The UK arts and cultural sector is only partially, tenuously, connected to the bigger picture. The sector can be very good at exploring the big themes through art, and art has a unique and vital role in helping us re-imagine the future and how we can live in it. But consider how vastly more powerful the message would be if it were truly congruent – if the art produced about these issues was matched by a deep systemic interrogation of its contribution through its business practices to the state of life on the planet.
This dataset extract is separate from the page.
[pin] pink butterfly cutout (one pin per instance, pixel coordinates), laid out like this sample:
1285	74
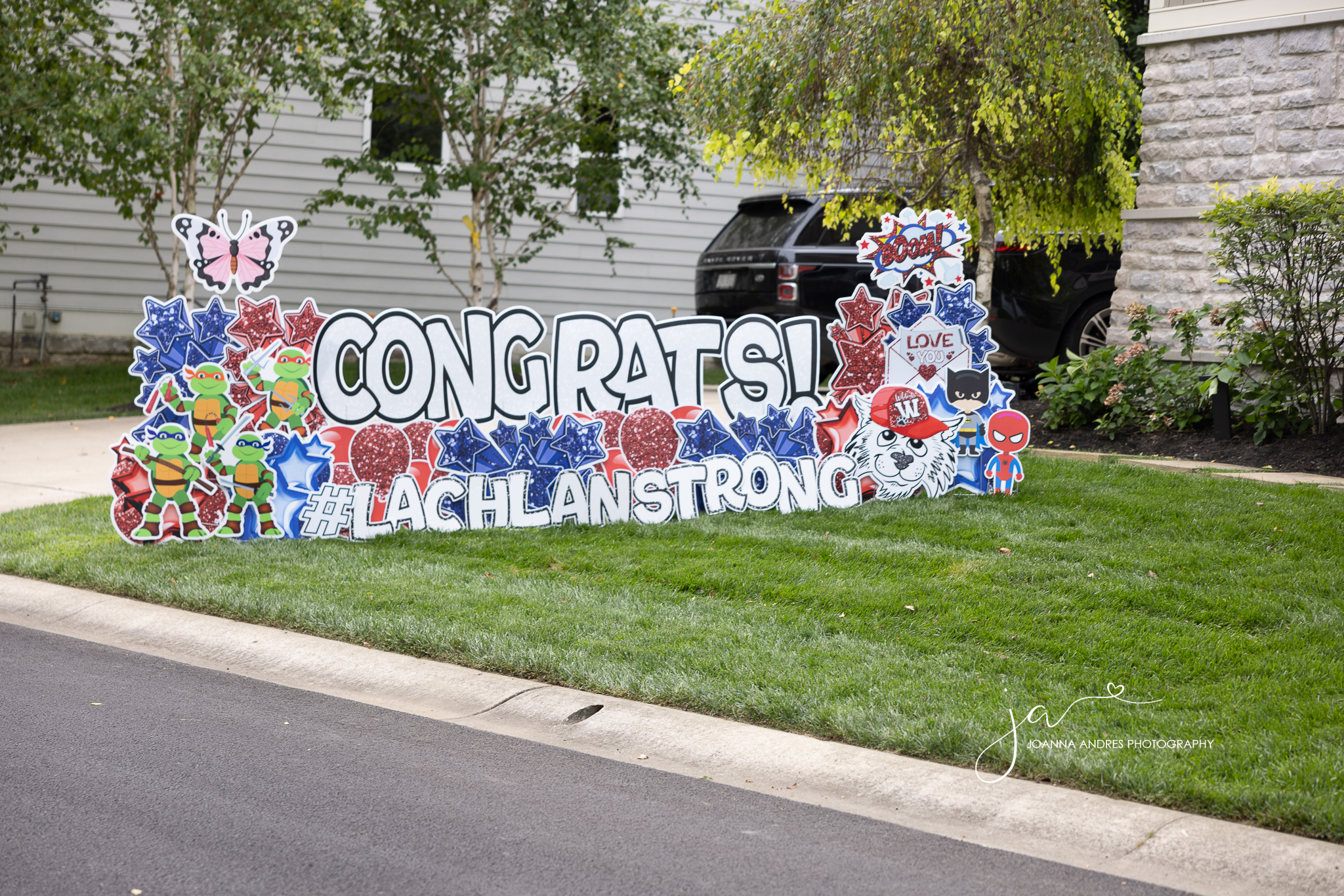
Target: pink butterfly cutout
247	257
As it stands, the sector is in danger of lagging behind as organisations and companies in other areas and parts of the world are switching on to this agenda of impact on human well-being and on nature and natural resources, the ‘Triple P’ of people, planet and prosperity. The New Economics Foundation’s Happy Planet Index describes a successful society as one that can “support good lives that don’t cost the Earth.” The MMM research defined “thriving” as the integration of three dimensions of relevance, resilience and ethical practice as shown below. ‘Life-friendly’ means having a benign impact on quality of life – all life.
Sounds great but what does it mean in practice? To find out I am working with the Chinese Arts Centre in Manchester to explore how the organisation functions, and to see what can be done to increase the life-friendliness of its impact; to identify what the barriers and challenges are and how they can be overcome; to examine the implications of adopting a solution; and to identify appropriate and relevant indicators for assessing impact. We will be working throughout with an artist who will then produce work that is influenced by the research themes and discoveries, and by their own experiences of the project.
There is currently no single user-friendly, holistic, practical and meaningful model that integrates impact on both well-being and nature. The research therefore seeks to address this by producing such a model, making it easier for organisations to know what to do to have a more benign impact.
HAPPY PLANET
The Happy Planet Index’s associated Charter for a Happy Planet calls for governments to “measure people’s well-being and environmental impact in a consistent and regular way, and to develop a framework of national accounts that considers the interaction between the two so as to guide us towards sustainable well-being”. The forthcoming UN report ‘The Economics of Ecosystems and Biodiversity’ is expected to recommend that financial reporting also takes account of natural and human capital. I anticipate that in the not-so-distant future, organisations will have to report on impact on well-being and nature/natural resources as a condition of funding, in which case this research will be well placed to inform what indicators get used. In starting this project to activate the sector towards this new life-friendly vision, I am inspired and energised by the words: “If not us, who? If not now, then when?”